I am delighted that this issue has no contributions from the UK (where the journal is based) but only those from further afield. Indeed, the international impact of Therapeutic Advances in Psychopharmacology is aptly reflected by Pubmed’s recent decision to index papers from the journal.
Mitra Safa and colleagues from Iran take an old subject and report something new. SSRIs are well known to cause sexual dysfunction but reports the nature and incidence of this dysfunction are rather inconsistent. Here, Safa and co-workers show that sexual dysfunction occurs in three-quarters of patients prescribed SSRIs and more often in women than in men. Difficulties with orgasm was the most frequently reported problem, again more often in women. What marks this study out from many others is the careful assessment of sexual function by direct, systematic questioning.
From India, Somnath Mondal and colleagues report on a different but related aspect of SSRI use – hyperprolactinaemia causing menstrual disturbance and galactorrhoea. Changes in prolactin are very occasionally reported with SSRIs but their rare and idiosyncratic frequency makes elucidation of the exact mechanism somewhat difficult. Five cases are described in some detail as, importantly, are the steps taken to resolve the problem. Several putative mechanisms are proposed.
From Japan comes a study on the safety and efficacy of olanzapine and haloperidol injection in elderly patients. Haloperidol, long the mainstay of treatment of psychotic agitation, has seen its popularity drop over recent years because of its link to QT prolongation. Olanzapine is probably less dysphoric than haloperidol but interacts with concomitant benzodiazepine. Hibenobu Sukuki and colleagues show that intramuscular olanzapine was both more effective and better tolerated than haloperidol. Observations that will do little to resurrect haloperidol as an emergency treatment.

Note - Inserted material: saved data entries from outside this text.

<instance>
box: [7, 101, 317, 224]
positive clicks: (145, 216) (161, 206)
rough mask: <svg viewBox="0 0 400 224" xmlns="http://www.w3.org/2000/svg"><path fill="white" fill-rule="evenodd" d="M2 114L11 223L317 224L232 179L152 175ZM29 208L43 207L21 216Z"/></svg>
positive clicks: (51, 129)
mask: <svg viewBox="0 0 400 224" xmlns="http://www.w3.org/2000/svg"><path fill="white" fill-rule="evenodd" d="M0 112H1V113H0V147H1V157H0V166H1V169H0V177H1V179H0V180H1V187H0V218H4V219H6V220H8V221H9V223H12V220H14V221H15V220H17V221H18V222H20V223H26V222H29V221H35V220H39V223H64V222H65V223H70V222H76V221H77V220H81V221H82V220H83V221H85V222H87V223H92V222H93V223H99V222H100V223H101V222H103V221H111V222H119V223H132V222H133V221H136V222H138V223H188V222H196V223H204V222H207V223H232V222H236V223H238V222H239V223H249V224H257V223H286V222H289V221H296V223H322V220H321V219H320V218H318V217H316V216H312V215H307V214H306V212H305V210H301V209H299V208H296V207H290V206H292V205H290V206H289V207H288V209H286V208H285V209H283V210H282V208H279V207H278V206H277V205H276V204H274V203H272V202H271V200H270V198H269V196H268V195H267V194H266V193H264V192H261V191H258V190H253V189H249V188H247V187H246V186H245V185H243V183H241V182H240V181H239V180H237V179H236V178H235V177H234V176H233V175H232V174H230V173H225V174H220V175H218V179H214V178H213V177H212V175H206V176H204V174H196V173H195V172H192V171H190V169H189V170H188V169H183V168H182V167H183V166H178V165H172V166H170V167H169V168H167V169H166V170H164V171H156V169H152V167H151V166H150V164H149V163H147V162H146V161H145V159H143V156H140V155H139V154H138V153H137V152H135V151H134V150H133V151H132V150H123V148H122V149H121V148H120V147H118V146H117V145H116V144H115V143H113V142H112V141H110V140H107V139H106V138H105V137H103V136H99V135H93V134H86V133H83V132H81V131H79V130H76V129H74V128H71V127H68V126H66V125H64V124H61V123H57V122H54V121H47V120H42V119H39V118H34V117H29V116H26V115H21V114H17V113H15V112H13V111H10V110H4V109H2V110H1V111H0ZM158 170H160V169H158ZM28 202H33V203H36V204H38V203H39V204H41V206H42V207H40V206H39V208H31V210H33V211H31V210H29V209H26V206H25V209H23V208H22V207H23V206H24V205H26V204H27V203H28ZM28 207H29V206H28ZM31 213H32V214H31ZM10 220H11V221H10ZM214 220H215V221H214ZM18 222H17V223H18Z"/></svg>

From the USA comes a case report and review from Kevin Reeves and co-workers. The report describes the successful use of amoxapine – a neglected tricyclic antidepressant – as a treatment for psychosis. Many readers will know that amoxapine is chemically very similar to the antipsychotic loxapine. In fact amoxapine is a monoamine re-uptake inhibitor and a dopamine antagonist. In this case it was effective when added to previously ineffective treatment with risperidone and depot haloperidol. The authors make the bold suggestion that its activity in this case might be result of an additional pharmacological property – inhibition of glycine re-uptake resulting in activation of NMDA receptors.
Also from the USA, Ankit Kansagra and colleagues describe the unusual case of severe hypothermia occurring as a result of the use of olanzapine. Older antipsychotics were well known to cause lowering of body temperature but atypical drugs probably have a stronger association with hyperthermia. In this case, olanzapine appeared to cause a very severe and prolonged hypothermia both of which, as the authors’ comprehensive literature review shows, are extremely uncommon; other cases being mild and short-lived.
I give my thanks to these authors who have submitted their excellent work to Therapeutic Advances in Psychopharmacology and look forward to receiving many more from around the world.